Schroders’ flagship study surveyed more than 23,000 investors from 33 locations globally. Among them were 400 South Africans, the majority of whom professed to have an ‘intermediate’ level of investment knowledge on a spectrum ranging from ‘beginner’ to ‘expert.’
Commenting on the results of the study, Kondi Nkosi, Country Head at Schroders South Africa, explained that the largest proportion (20%) of South African investors expect to realise returns of between 20% – 25% over the next five years, although the same percentage of respondents claimed to have made between 15% –19% total returns on average over the past five years.
According to Nkosi, this is indicative of a “decidedly optimistic outlook held by South African investors when compared to their global counterparts. This could be attributed to the better-than-average expected performance of the country’s domestic market in 2021. In the context of growing global instability as well as the political shifts that are underfoot in South Africa, this position may change. Or it may very well come to characterise the inherently positive mindsets of South African investors going into 2023.”
However, as he asserts, “local investors are less inclined to ‘go it alone’ in a climate of uncertainty.”
According to the GIS, even the most knowledgeable investors in South Africa are turning to financial advisers to help them navigate the prevailing uncertainty. 44% of beginner/rudimentary investors indicated that they would be more likely to seek the advice of a financial adviser, with 50% of intermediate investors and 43% of expert/advanced respondents claiming the same.
Similarly, 47% of GIS respondents indicated that they are finding either actively or passively managed funds more attractive than six months ago.

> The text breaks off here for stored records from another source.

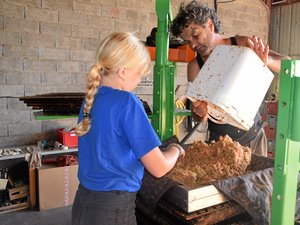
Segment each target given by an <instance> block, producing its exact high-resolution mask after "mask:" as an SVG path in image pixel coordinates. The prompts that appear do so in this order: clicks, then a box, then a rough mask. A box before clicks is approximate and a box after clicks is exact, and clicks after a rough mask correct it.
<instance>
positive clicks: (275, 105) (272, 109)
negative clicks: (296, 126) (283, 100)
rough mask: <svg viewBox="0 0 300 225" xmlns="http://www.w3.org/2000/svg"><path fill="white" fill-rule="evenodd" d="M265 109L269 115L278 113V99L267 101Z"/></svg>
mask: <svg viewBox="0 0 300 225" xmlns="http://www.w3.org/2000/svg"><path fill="white" fill-rule="evenodd" d="M267 111H268V114H270V115H277V114H278V101H272V102H267Z"/></svg>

For Nkosi, this is a clear indicator of a parallel rise in uncertainty on how to navigate what, for many investors, is unchartered territory and a rise in the confidence people place in financial advisers’ expertise.
He said: “We have to appreciate the unique and unprecedented position that South African investors find themselves in: caught in a climate of geopolitical instability and a local landscape that is undergoing a historic level of change. The role of financial advisers will become even more important going forward in helping South Africans to make clear and informed decisions that will reap long-term benefits.”
Nkosi pointed to the specific emphasis that the 2022 GIS placed on how local investors are responding to global economic phenomena, such as interest rate hikes and rising inflation.
In South Africa, where inflation hit a 13-year high during the latter part of the year, the findings of the survey were particularly compelling. 43% of respondents indicated that they had changed their investment strategy in light of rising inflation, 42% expressed their intention to do so in future and only 14% indicated that they had no intention of making any significant changes to their portfolio.
In terms of how South African investors aim to respond to rising interest rates, 66% indicated that ‘saving more and spending less’ was high on the agenda, followed by 57% who chose ‘investing in crypto-currencies such as Bitcoin and Ethereum’, and 55% whose preference was repaying debt faster.
Subsequently, among the top investment types that have become less attractive over the last 6 months were government bonds and cash (or cash equivalents) – both of which are vulnerable to increasing interest rates.
According to the GIS, in the years to come, half of South African investors will feel forced to take on more risk in order to meet their return expectations while 27% claim to have made investment decisions under pressure that they later regret.
As Nkosi concluded: “These findings point once again to the need for South Africans to seek expert advice on what has become an increasingly complex investment landscape. This is particularly true in South Africa where 53% of investors believe that the performance of their investments has a direct impact on their mental wellbeing. In future, enlisting the assistance of an industry expert may therefore have far-reaching benefits, and is one of the most effective ways to ‘sense-check’ your investment decisions before making major changes based on limited knowledge.”